# Laika wiring diagram 2000 - 2002



## Pudsey_Bear (Sep 25, 2008)

I have just received from Laika technical support wiring diagrams in PDF format for the following models, in French, German, English, and 
Spanish.

Ecovip 7r, 7rG, 700i 2000 to 2002

Ecovip 100 2000 to 2002

SAUF Ecovip 100, 7r, 7rG, 700i 2000 to 2002

There is a total of 15 drawings all on one page, zooming in does not distort too much, I can read them OK even though the Legend is on the small side but the wiring diagram itself is very clear. still don't understand it though.   

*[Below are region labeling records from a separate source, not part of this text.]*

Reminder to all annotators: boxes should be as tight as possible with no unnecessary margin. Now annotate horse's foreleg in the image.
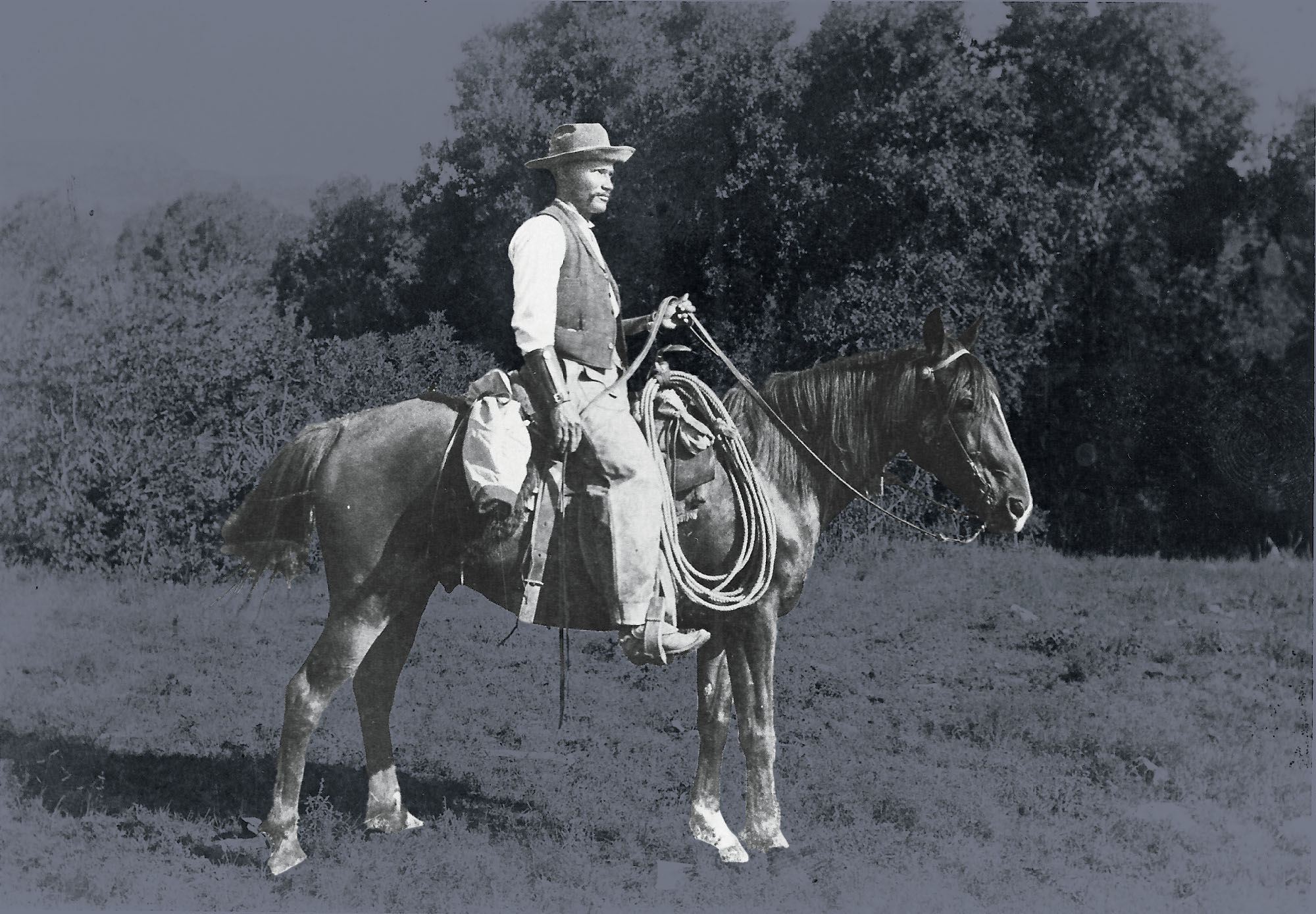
[261,613,386,875]
[690,617,749,863]
[351,602,425,834]
[726,605,790,851]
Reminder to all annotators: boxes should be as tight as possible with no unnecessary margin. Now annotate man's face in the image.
[553,159,612,218]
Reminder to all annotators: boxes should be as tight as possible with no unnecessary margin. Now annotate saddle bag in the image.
[462,368,530,515]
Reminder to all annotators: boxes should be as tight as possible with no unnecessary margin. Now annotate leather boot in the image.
[617,621,711,667]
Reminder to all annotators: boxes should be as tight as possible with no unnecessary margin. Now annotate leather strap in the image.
[645,593,669,667]
[516,460,562,622]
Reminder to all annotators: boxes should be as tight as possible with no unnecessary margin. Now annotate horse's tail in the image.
[221,419,343,581]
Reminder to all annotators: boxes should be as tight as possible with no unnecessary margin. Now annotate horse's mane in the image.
[724,345,999,494]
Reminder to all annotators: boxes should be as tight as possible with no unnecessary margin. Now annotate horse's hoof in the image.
[717,842,749,863]
[366,813,425,835]
[266,835,307,876]
[690,813,749,863]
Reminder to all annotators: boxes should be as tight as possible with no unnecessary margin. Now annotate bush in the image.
[0,270,487,580]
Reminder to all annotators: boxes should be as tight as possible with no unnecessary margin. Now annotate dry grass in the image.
[0,542,1312,911]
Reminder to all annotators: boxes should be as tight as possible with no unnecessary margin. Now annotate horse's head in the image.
[904,309,1033,534]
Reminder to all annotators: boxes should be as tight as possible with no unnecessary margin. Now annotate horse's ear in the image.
[959,315,983,351]
[923,308,946,358]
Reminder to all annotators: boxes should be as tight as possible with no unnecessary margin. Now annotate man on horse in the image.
[508,124,708,664]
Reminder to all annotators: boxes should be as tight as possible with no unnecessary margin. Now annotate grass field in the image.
[0,542,1312,911]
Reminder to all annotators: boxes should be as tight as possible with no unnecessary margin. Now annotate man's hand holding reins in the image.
[549,400,584,457]
[649,292,695,330]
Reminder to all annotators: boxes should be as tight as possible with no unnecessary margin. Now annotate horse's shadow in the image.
[0,723,534,831]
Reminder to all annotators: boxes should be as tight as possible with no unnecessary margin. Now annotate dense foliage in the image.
[0,192,483,580]
[0,4,1316,576]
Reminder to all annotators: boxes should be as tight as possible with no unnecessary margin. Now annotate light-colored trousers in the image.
[566,361,675,626]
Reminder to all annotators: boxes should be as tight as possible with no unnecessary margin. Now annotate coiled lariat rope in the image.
[638,371,776,611]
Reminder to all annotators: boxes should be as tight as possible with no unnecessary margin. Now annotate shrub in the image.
[0,270,487,580]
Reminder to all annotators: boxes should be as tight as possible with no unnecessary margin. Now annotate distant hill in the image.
[0,140,321,240]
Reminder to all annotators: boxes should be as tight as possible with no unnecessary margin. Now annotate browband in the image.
[928,349,969,371]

If someone can tell me how I'd post it on the forum somewhere, or if you know how I'll email it to you.


----------



## Piet1 (Jun 7, 2010)

*Laika technical support wiring diagrams*

Hi,
Could you please send me a copy of the Laika technical support wiring diagrams in PDF format? or post the link to download the diagrams? I would be very pleased!

Gr.

Piet Kuipers


----------



## Pudsey_Bear (Sep 25, 2008)

It's too big to post on here, can you PM your email address and I'll send it to you as an attachment.


----------



## JOEBOE (Jun 20, 2010)

*laika wiring diagrams*

Hi Kev 
could you please send me the laika technical support wiring diagrams as you mention above
I am having a terrible time at the moment with mine 
cant seem to get them to work
my email is 
[email protected]
i appreciate it thanks 
Joeboe


----------



## setchlaika (Aug 18, 2010)

Hi

I would be please to recieve a copy too:

[email protected]

Best wishes

Nick


----------



## Pudsey_Bear (Sep 25, 2008)

setchlaika said:


> Hi
> 
> I would be please to recieve a copy too:
> 
> ...


On it's way Nick


----------



## setchlaika (Aug 18, 2010)

recvd with thanks
Nick


----------



## Darren1970 (Oct 21, 2017)

Hi

I would be please to recieve a copy too:
[email protected]

Best wishes

Darren


----------



## GMJ (Jun 24, 2014)

"Holy thread resurrection Batman!"

Graham :smile2:


----------



## Pudsey_Bear (Sep 25, 2008)

I PM'd a link to a diagram to Darren yesterday G.


----------



## Jaks101 (Mar 5, 2019)

Hi,

If its not too much trouble can someone send me the diagram

[email protected]

thanks in advance.


----------



## Pudsey_Bear (Sep 25, 2008)

Posted in a thread this morning.


----------



## jiwawa (Jun 22, 2007)

Jaks, it's not usually a good idea to put your email on an open forum - you're likely to get a whole lot more than a wiring diagram!

Oh, and welcome!


----------



## MettisLaika (Jul 7, 2019)

Hi all, new to this forum.

If not too much of a hassle, I'm interested in the electric wiring diagrams of the Laika that @Pudsey_Bear refers to.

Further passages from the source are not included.